Depending on what you study, you might experience that the number of hours spent in class are a lot less than what you are used to. This means that you are expected to spend a large amount of your time reading and preparing for classes.
As a student in Denmark, the line between school and private life can seem a little blurry. You have a lot of freedom, but you are also responsible for your own academic learning. Many students have few class hours, and many courses don’t have mandatory attendance. If you fall behind in a class you might not face any consequences before the exam comes around at the end of the course and you could risk failing.
Danish society puts a high emphasize on a healthy work/life balance. Professors don’t expect students to devote their every waking hour to studying, but rather see that students also spend time developing hobbies, social relations, staying healthy and involve in organizations and thereby becoming well-rounded scholars, who can also relate the theories they learn to the world around them.
That being said, professors expect you to be serious about your studies, to be well-prepared, and to actively participate in classes.
Structuring Your Days
For many students, Danish as well as international, structuring your day and week is one of the biggest challenges about being a university student.

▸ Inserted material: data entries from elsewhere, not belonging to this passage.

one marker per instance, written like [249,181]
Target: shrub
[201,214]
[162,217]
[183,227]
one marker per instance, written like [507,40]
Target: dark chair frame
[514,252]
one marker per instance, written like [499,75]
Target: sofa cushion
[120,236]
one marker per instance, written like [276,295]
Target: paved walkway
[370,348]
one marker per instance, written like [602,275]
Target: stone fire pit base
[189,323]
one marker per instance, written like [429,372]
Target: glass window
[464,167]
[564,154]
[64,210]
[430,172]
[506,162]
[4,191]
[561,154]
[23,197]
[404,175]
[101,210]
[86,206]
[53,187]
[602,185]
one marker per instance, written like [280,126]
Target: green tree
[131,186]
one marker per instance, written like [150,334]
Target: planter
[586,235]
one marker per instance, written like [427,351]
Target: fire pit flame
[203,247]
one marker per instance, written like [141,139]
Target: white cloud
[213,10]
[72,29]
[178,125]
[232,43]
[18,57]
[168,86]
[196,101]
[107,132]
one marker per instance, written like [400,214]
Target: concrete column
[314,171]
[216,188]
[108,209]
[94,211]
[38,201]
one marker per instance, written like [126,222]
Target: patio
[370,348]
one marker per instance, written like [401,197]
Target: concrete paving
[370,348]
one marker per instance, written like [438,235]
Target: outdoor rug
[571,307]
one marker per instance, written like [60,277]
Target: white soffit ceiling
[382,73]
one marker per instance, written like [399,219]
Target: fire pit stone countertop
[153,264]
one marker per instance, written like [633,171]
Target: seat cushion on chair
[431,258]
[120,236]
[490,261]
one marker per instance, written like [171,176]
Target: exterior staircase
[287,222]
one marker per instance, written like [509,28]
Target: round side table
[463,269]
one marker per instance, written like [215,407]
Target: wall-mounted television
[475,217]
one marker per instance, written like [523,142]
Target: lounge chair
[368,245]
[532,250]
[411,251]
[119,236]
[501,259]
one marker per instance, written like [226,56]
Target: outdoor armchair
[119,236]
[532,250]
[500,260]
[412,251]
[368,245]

There are many techniques and systems you can make use of, but the most important thing is that you find out what works for you.
One of the biggest issues reported by students is that they always feel like they should be studying when they are doing more fun things. To avoid this trap of constant guilt it might be helpful to think of your study as a full-time job.
Plan specific times of the day where you are “at work” to do study assignments and when that time is up you can relax and enjoy your leisure time without feeling guilty.
It can be useful to draw up a calendar of your week, putting in lectures, work, leisure activities, social commitments and when you plan to study. This way you can make sure you keep up with your studies while also setting aside time for other activities.
Here are some things you might want to consider when thinking about how to structure your days:
- Do you prefer a tight weekly schedule or a more flexible plan? Find out what works best for you by trying out a system for a few weeks and then adjust.
- What is the best way to structure you daily life so that you have an overview of both the whole semester and any given week? And how will you plan your exam periods?
- Be more detailed in planning times of peak work load.
- Are to-do lists a good tool for you? You can prioritize tasks by making a list of all the jobs taking up space in your brain. You can separate the list into categories of urgent, what needs to be done the coming week and what needs to be done, but has no set deadline. Some people benefit greatly from keeping a to-do list, while it becomes a source of stress to others. Find out what works best for you.
- How can you set realistic goals and be realistic about your time? Remember to also plan for breaks and put a buffer so you also have time to deal with unexpected issues.
- Match your expectations accordingly – it is advisable, for instance, when studying for exams to start the day with an outline of what you want to get done and finish the day of reflecting on what you got done.
- To remove distractions when you are studying for exams – there are ways to enhance your concentration and efficiency, and to minimize the temptation to procrastinate. Turn off you phone or put it on silent, turn off the tv and music, log out of social media. There are limits to how much the brain can comprehend at once – especially when we need to acquire knowledge or concentrate deeply.
If you need to talk to someone about how to best structure your daily studies, contact your local student guidance counselor. Some universities also offer courses or resources about study techniques that can make your time spent studying more effective.